15 The bootstrap
15.1 Introduction to the bootstrap
The bootstrap can be used for either confidence interval construction or hypothesis testing, with confidence interval construction being a much more common application. For this reason, we will focus on confidence interval construction in remainder of this section as well as in Section 15.2 and Section 15.3. We will discuss bootstrap hypothesis testing in Section 15.4.

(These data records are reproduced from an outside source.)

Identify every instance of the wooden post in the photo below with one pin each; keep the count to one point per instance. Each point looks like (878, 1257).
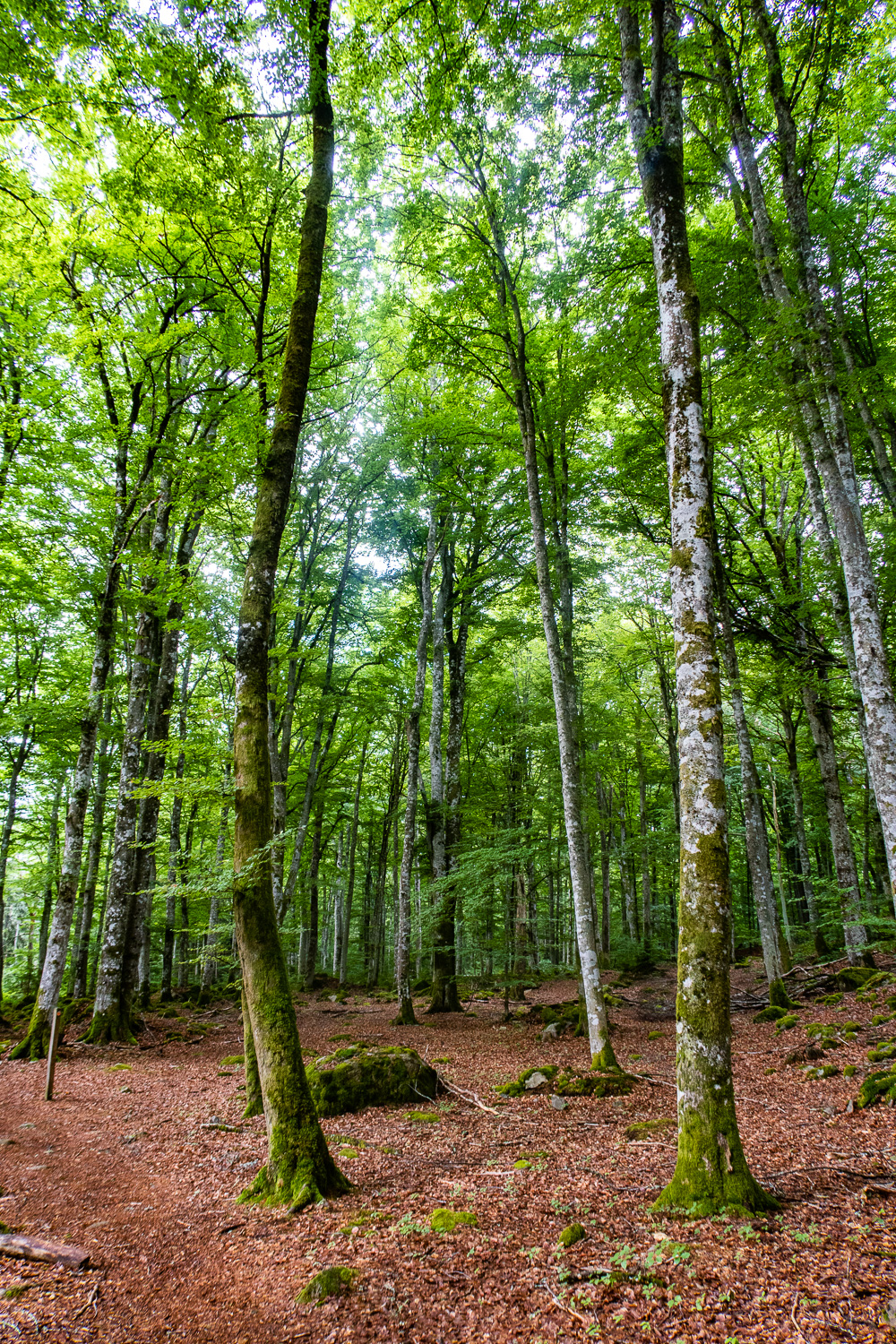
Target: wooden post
(51, 1054)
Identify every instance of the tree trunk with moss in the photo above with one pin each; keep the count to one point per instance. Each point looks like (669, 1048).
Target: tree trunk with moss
(300, 1168)
(413, 728)
(711, 1168)
(756, 836)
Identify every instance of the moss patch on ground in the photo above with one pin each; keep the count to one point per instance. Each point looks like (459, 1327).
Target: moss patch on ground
(568, 1083)
(447, 1219)
(359, 1075)
(331, 1282)
(643, 1128)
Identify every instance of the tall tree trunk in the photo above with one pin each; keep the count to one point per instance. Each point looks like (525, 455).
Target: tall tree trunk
(413, 728)
(711, 1168)
(823, 734)
(349, 890)
(562, 675)
(174, 841)
(112, 1003)
(26, 744)
(91, 875)
(51, 882)
(300, 1168)
(799, 825)
(756, 836)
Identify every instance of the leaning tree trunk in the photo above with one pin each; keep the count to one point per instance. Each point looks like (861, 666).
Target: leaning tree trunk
(562, 676)
(91, 875)
(841, 841)
(300, 1168)
(112, 1015)
(711, 1168)
(349, 890)
(413, 728)
(799, 825)
(756, 836)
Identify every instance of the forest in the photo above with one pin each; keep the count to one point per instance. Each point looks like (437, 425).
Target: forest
(447, 518)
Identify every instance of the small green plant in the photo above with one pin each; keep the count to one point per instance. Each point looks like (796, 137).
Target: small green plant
(570, 1236)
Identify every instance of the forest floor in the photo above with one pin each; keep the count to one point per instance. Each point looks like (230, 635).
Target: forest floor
(128, 1163)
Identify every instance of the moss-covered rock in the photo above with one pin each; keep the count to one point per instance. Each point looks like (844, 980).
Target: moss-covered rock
(331, 1282)
(643, 1128)
(771, 1013)
(568, 1083)
(877, 1088)
(570, 1236)
(358, 1075)
(447, 1219)
(855, 978)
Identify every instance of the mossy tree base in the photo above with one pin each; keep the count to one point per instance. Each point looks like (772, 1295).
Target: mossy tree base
(109, 1027)
(37, 1043)
(778, 996)
(711, 1176)
(298, 1175)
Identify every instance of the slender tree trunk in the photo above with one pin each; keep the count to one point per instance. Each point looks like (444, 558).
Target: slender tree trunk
(174, 843)
(50, 883)
(8, 822)
(112, 1003)
(756, 836)
(349, 890)
(300, 1168)
(799, 825)
(562, 676)
(841, 841)
(317, 832)
(413, 728)
(711, 1168)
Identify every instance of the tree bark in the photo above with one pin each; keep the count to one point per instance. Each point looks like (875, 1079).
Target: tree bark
(413, 730)
(711, 1168)
(300, 1168)
(26, 745)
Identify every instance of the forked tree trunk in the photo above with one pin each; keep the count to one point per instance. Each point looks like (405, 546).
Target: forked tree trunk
(300, 1169)
(756, 836)
(349, 890)
(711, 1168)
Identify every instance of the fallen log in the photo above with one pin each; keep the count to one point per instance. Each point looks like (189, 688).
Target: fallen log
(51, 1253)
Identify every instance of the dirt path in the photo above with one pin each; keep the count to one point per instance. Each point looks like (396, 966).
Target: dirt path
(142, 1166)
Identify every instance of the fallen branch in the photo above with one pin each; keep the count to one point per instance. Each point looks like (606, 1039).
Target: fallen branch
(51, 1253)
(466, 1096)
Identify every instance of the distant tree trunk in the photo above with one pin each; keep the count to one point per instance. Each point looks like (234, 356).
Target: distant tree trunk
(349, 890)
(645, 851)
(81, 945)
(413, 728)
(756, 836)
(50, 883)
(26, 744)
(836, 465)
(823, 733)
(799, 825)
(300, 1168)
(112, 1003)
(317, 831)
(711, 1168)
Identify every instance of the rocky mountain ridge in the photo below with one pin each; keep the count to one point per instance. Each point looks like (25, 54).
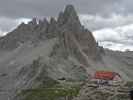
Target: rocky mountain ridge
(61, 49)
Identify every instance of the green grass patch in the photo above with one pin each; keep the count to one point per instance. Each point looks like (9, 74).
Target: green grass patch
(53, 93)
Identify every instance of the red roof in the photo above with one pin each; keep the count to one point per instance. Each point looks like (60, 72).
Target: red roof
(106, 75)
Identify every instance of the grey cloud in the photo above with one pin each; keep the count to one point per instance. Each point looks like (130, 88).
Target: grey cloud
(31, 8)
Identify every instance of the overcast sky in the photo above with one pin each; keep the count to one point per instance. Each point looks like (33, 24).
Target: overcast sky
(111, 21)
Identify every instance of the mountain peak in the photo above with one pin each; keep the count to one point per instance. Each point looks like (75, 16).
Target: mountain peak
(69, 19)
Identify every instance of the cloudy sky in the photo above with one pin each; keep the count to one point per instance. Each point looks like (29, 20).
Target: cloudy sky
(111, 21)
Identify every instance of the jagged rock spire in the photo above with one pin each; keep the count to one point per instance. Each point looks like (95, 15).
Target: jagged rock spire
(69, 19)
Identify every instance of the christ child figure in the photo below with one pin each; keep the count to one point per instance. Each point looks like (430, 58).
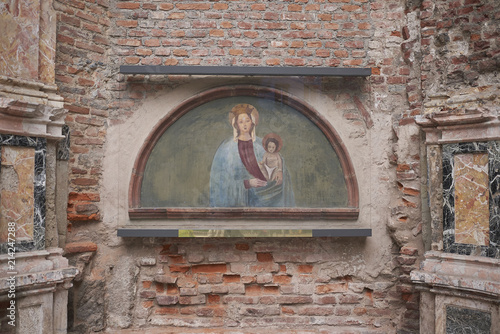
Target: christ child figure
(272, 162)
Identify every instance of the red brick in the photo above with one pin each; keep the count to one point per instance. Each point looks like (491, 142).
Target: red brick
(282, 279)
(330, 288)
(80, 247)
(264, 257)
(209, 268)
(128, 5)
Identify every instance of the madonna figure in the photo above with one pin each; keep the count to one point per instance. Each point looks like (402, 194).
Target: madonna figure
(236, 179)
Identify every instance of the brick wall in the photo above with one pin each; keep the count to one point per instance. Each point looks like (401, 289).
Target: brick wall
(240, 283)
(460, 45)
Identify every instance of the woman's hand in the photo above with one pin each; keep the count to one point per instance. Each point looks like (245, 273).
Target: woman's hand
(278, 177)
(255, 183)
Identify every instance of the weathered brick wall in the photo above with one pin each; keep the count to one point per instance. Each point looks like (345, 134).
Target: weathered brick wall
(314, 284)
(460, 44)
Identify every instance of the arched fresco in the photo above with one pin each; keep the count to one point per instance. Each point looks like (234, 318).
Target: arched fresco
(190, 162)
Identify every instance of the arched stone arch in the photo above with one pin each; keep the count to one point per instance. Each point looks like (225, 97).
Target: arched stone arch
(350, 211)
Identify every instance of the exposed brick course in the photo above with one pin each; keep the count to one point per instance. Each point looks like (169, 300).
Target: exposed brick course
(278, 285)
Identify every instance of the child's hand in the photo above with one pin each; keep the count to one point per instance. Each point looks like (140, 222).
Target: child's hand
(278, 177)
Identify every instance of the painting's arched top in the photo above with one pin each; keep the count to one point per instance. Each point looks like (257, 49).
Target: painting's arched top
(177, 168)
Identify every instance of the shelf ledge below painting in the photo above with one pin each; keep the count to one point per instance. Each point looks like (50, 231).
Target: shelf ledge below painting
(228, 233)
(246, 70)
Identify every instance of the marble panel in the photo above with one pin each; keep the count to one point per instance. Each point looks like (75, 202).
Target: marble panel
(37, 237)
(480, 243)
(471, 199)
(464, 320)
(17, 170)
(19, 47)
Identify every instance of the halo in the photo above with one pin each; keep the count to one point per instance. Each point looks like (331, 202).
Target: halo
(244, 108)
(273, 136)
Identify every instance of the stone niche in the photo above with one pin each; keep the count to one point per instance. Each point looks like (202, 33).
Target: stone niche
(460, 276)
(34, 275)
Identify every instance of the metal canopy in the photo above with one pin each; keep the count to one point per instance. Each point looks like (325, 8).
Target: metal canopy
(243, 71)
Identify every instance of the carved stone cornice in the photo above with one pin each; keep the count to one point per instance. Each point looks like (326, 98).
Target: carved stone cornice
(471, 125)
(31, 119)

15.1.1 Usual inference paradigm
We typically carry out linear model inference for \(\beta_j\) by approximating the sampling distribution of \(\widehat\beta_j\), or a derivative thereof, such as the \(t\)-statistic. Under the standard linear model assumptions, we have \[ g(\boldsymbol{\widehat \beta}, \boldsymbol \beta) \equiv \widehat{\beta}_j - \beta_j \sim N(0, \sigma^2 [(\boldsymbol{X}^T \boldsymbol{X})^{-1}]_{jj}) \tag{15.1}\] and \[ g(\boldsymbol{\widehat \beta}, \boldsymbol \beta) \equiv \frac{\widehat{\beta}_j - \beta_j}{\text{s.e.}(\widehat \beta_j)} \sim t_{n-p}. \tag{15.2}\] Here, \(g(\boldsymbol{\widehat \beta}, \boldsymbol \beta)\) denotes a derivative quantity, whose distribution is the basis for inference. If the lower and upper quantiles \(\mathbb Q_{\alpha/2}[g(\boldsymbol{\widehat \beta}, \boldsymbol \beta)]\) and \(\mathbb Q_{1-\alpha/2}[g(\boldsymbol{\widehat \beta}, \boldsymbol \beta)]\) are known, then we can construct a \((1-\alpha)\) confidence interval for \(\beta_j\) as \[ \text{CI}(\beta_j) \equiv \{\beta_j: g(\boldsymbol{\widehat \beta}, \boldsymbol \beta) \in [\mathbb Q_{\alpha/2}[g(\boldsymbol{\widehat \beta}, \boldsymbol \beta)], \mathbb Q_{1-\alpha/2}[g(\boldsymbol{\widehat \beta}, \boldsymbol \beta)]]\}. \tag{15.3}\]
Under model misspecification, the distributions on the right-hand sides of equations (15.1) and (15.2) may no longer be valid.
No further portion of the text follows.